Research talk:Newcomer task suggestions/Work log/2014-09-30
Add topicTuesday, September 30th
[edit]Today, I'm generating data to address the following question:
How do the types of edits made in each condition differ?
- Compare proportion of main namespace edits between conditions.
- Compare the rate of section edits between conditions (parse comment).
- Compare the # of bytes changed between conditions (rev_len - parent.rev_len).
- Compare the length of pages at at the time edit between conditions (parent.rev_len).
Here are the queries I came up with:
experimental_user_revision
|
---|
SELECT
DATABASE() AS wiki,
user_id,
revision.rev_id,
revision.rev_comment,
page_namespace,
CAST(revision.rev_len AS INT) -
CAST(IFNULL(parent.rev_len, 0) AS INT) AS bytes_changed,
IFNULL(parent.rev_len, 0) AS previous_bytes
FROM staging.tr_experimental_user
INNER JOIN revision FORCE INDEX (user_timestamp) ON
user_id = rev_user AND
revision.rev_timestamp BETWEEN
user_registration AND
DATE_FORMAT(DATE_ADD(user_registration, INTERVAL 7 DAY),
"%Y%m%d%H%i%S")
LEFT JOIN revision parent ON
parent.rev_id = revision.rev_parent_id
INNER JOIN page ON
revision.rev_page = page_id
WHERE
wiki = DATABASE();
|
experimental_user_edit_stats
|
---|
SELECT
wiki,
user_id,
SUM(rev_id IS NOT NULL) AS revisions_saved,
SUM(page_namespace = 0) AS mainspace_edits,
SUM(rev_comment LIKE "/* % */%") AS main_section_edits,
SUM(IF(page_namespace = 0 AND bytes_changed > 0, bytes_changed, 0)) AS
main_bytes_added ,
SUM(IF(page_namespace = 0 AND bytes_changed < 0, bytes_changed, 0)) AS
main_bytes_removed,
SUM(bytes_changed) AS main_bytes_changed,
AVG(IF(page_namespace = 0, previous_bytes, NULL)) AS
mean_mainspace_previous_bytes
FROM staging.tr_experimental_user
INNER JOIN staging.tr_experimental_user_revision USING (wiki, user_id)
GROUP BY wiki, user_id;
|
The first query was hell to optimize. Suffice it to say that MySQL needed to be coerced into using an index through the removal of another. See [1] if you are curious.

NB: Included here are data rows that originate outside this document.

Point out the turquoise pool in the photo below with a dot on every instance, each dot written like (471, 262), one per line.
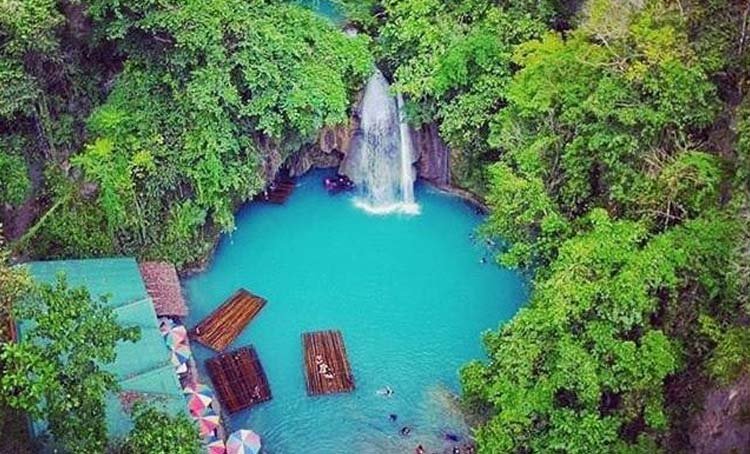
(409, 293)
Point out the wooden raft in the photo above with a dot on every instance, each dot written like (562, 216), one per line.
(219, 329)
(329, 345)
(239, 379)
(278, 193)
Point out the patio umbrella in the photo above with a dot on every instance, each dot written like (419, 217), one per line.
(199, 397)
(216, 446)
(207, 423)
(165, 324)
(243, 442)
(176, 335)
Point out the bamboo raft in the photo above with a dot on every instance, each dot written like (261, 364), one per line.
(219, 329)
(239, 379)
(278, 193)
(327, 346)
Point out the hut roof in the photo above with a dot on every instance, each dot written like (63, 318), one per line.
(163, 286)
(142, 369)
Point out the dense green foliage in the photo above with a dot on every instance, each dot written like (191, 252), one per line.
(208, 100)
(453, 60)
(55, 374)
(156, 432)
(615, 183)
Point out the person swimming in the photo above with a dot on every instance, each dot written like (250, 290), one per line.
(451, 437)
(387, 391)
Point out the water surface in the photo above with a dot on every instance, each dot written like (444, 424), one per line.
(409, 294)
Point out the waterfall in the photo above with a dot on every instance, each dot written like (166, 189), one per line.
(380, 161)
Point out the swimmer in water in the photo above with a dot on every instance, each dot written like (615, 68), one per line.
(387, 391)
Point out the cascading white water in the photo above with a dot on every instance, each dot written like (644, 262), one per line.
(380, 162)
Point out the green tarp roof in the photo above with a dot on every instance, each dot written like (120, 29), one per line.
(142, 367)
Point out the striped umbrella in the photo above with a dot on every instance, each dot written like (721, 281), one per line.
(207, 423)
(216, 446)
(243, 442)
(199, 397)
(175, 336)
(165, 324)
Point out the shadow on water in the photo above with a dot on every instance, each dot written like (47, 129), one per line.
(325, 8)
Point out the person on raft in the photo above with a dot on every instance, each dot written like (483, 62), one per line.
(324, 369)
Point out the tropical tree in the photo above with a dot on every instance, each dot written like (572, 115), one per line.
(56, 372)
(158, 432)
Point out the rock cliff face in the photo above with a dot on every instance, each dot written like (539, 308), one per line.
(332, 145)
(432, 155)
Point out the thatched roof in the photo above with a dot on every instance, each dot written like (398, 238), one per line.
(163, 286)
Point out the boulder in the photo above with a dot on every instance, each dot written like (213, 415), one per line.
(431, 154)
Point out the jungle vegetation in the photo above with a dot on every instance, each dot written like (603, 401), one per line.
(609, 138)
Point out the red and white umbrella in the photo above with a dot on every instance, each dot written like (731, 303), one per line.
(243, 442)
(216, 447)
(207, 423)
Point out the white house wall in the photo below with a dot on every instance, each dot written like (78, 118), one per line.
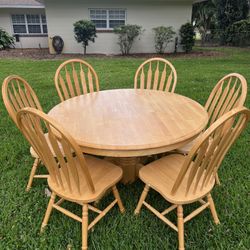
(61, 14)
(27, 41)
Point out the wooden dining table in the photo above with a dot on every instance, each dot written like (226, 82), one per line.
(126, 124)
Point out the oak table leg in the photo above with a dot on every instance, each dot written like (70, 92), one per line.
(129, 165)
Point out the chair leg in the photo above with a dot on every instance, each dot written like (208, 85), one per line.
(217, 180)
(142, 198)
(48, 211)
(85, 227)
(212, 209)
(32, 173)
(180, 223)
(119, 201)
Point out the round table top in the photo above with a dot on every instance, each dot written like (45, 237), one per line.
(130, 122)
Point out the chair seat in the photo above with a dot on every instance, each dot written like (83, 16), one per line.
(161, 176)
(35, 155)
(187, 147)
(104, 174)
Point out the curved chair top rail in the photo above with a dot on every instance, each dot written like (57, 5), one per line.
(206, 156)
(17, 94)
(68, 166)
(75, 77)
(230, 92)
(157, 74)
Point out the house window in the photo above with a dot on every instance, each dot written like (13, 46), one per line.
(29, 24)
(107, 18)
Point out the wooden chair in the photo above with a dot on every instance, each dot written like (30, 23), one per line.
(18, 94)
(230, 92)
(187, 179)
(157, 74)
(72, 176)
(75, 77)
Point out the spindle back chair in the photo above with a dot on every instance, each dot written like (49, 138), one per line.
(230, 92)
(75, 77)
(73, 176)
(186, 179)
(17, 94)
(157, 74)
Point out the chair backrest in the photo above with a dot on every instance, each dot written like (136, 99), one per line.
(65, 168)
(230, 92)
(157, 74)
(18, 94)
(207, 154)
(75, 77)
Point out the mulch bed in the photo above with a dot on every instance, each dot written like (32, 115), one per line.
(43, 54)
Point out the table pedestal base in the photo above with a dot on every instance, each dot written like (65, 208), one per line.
(130, 167)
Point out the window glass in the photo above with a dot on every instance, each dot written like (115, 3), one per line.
(33, 18)
(116, 23)
(19, 29)
(107, 18)
(29, 24)
(34, 29)
(18, 19)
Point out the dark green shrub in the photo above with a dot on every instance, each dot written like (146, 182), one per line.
(187, 37)
(238, 34)
(6, 41)
(163, 36)
(127, 35)
(85, 31)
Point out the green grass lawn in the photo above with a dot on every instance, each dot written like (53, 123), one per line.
(21, 213)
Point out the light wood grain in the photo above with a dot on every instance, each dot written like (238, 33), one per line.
(17, 94)
(75, 77)
(184, 179)
(157, 74)
(128, 122)
(230, 92)
(72, 176)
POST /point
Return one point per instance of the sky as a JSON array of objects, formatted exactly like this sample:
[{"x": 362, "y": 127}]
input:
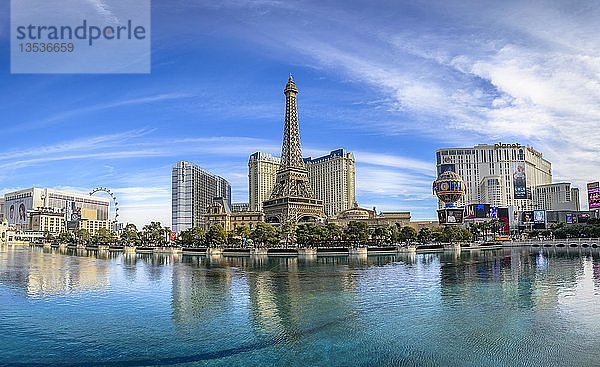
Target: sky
[{"x": 390, "y": 81}]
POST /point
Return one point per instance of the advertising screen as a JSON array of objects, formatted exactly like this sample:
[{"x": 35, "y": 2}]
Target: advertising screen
[
  {"x": 594, "y": 195},
  {"x": 520, "y": 181},
  {"x": 482, "y": 210},
  {"x": 445, "y": 168},
  {"x": 503, "y": 217},
  {"x": 17, "y": 209},
  {"x": 583, "y": 218},
  {"x": 539, "y": 216},
  {"x": 450, "y": 216},
  {"x": 527, "y": 217},
  {"x": 539, "y": 219}
]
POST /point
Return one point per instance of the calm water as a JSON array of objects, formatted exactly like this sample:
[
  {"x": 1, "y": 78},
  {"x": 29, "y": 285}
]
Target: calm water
[{"x": 517, "y": 307}]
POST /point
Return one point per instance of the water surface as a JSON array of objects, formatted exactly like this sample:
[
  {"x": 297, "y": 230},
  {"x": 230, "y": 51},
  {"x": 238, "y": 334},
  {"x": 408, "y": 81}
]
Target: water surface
[{"x": 519, "y": 306}]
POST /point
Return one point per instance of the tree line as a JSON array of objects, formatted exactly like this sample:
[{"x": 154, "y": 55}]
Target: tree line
[{"x": 289, "y": 234}]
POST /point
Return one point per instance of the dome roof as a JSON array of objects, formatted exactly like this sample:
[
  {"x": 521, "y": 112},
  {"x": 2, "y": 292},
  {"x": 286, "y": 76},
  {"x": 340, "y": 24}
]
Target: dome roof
[{"x": 449, "y": 187}]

Now, I think that I'll actually try to generate the per-user stats in R since I only have about 50k rows to deal with. --Halfak (WMF) (talk) 22:09, 30 September 2014 (UTC)
So there's a problem with comparing proportions between users. Users who made many edits have higher weight than editors who have made few edits. To control for this, I randomly sampled one edit per user to generate stats from. Given the large amount of observations, this shouldn't be a problem.

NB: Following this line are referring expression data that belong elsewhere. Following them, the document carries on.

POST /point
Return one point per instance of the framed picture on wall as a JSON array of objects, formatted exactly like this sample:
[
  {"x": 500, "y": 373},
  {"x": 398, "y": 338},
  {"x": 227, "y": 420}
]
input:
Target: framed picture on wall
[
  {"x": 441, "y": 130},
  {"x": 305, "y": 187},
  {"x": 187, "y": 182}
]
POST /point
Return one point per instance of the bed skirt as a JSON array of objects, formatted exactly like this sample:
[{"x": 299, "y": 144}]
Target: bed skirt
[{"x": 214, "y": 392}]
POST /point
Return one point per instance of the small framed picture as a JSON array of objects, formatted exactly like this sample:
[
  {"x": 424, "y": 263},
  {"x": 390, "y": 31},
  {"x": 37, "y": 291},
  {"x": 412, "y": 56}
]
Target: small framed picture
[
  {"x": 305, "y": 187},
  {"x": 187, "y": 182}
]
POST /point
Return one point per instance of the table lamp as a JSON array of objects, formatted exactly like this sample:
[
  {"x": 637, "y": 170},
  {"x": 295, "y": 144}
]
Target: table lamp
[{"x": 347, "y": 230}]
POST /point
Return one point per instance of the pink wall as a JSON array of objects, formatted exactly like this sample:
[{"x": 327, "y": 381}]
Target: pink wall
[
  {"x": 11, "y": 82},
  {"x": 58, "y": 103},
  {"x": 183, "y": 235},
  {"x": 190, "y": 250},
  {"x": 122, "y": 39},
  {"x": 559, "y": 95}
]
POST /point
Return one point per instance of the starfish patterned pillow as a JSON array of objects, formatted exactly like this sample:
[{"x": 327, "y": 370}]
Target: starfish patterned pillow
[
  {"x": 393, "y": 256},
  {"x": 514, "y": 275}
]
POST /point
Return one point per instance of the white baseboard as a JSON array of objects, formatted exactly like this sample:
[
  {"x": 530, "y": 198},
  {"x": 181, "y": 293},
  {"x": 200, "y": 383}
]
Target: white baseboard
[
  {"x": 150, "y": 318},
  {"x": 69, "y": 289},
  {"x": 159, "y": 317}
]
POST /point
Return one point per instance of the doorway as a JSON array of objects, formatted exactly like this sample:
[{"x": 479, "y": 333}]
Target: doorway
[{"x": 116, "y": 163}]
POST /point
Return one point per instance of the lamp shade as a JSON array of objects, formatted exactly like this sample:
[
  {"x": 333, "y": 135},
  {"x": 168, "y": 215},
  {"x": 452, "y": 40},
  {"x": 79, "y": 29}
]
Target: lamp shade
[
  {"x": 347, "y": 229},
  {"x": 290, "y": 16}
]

Compare proportion of main namespace edits between conditions
[edit]Except for the low numbers of observations in small wikis, there's no consistent trends here.
Compare the rate of section edits between conditions (parse comment)
[edit]No consistent trends here either.
Compare the # of bytes changed between conditions (rev_len - parent.rev_len)
[edit]Again, no consistent trends. The only differences appear in the cases where there are vanishingly few observations.
Compare the length of pages at at the time edit between conditions (parent.rev_len)
[edit]Still no trend. It looks like, regardless of the intervention, newcomers edit the same proportion of mainspace articles. They make the same proportion of section edits. They change about the same amount of content per edit. And they edit the same size pages. We're here again with no effect. :\ --Halfak (WMF) (talk) 22:28, 30 September 2014 (UTC)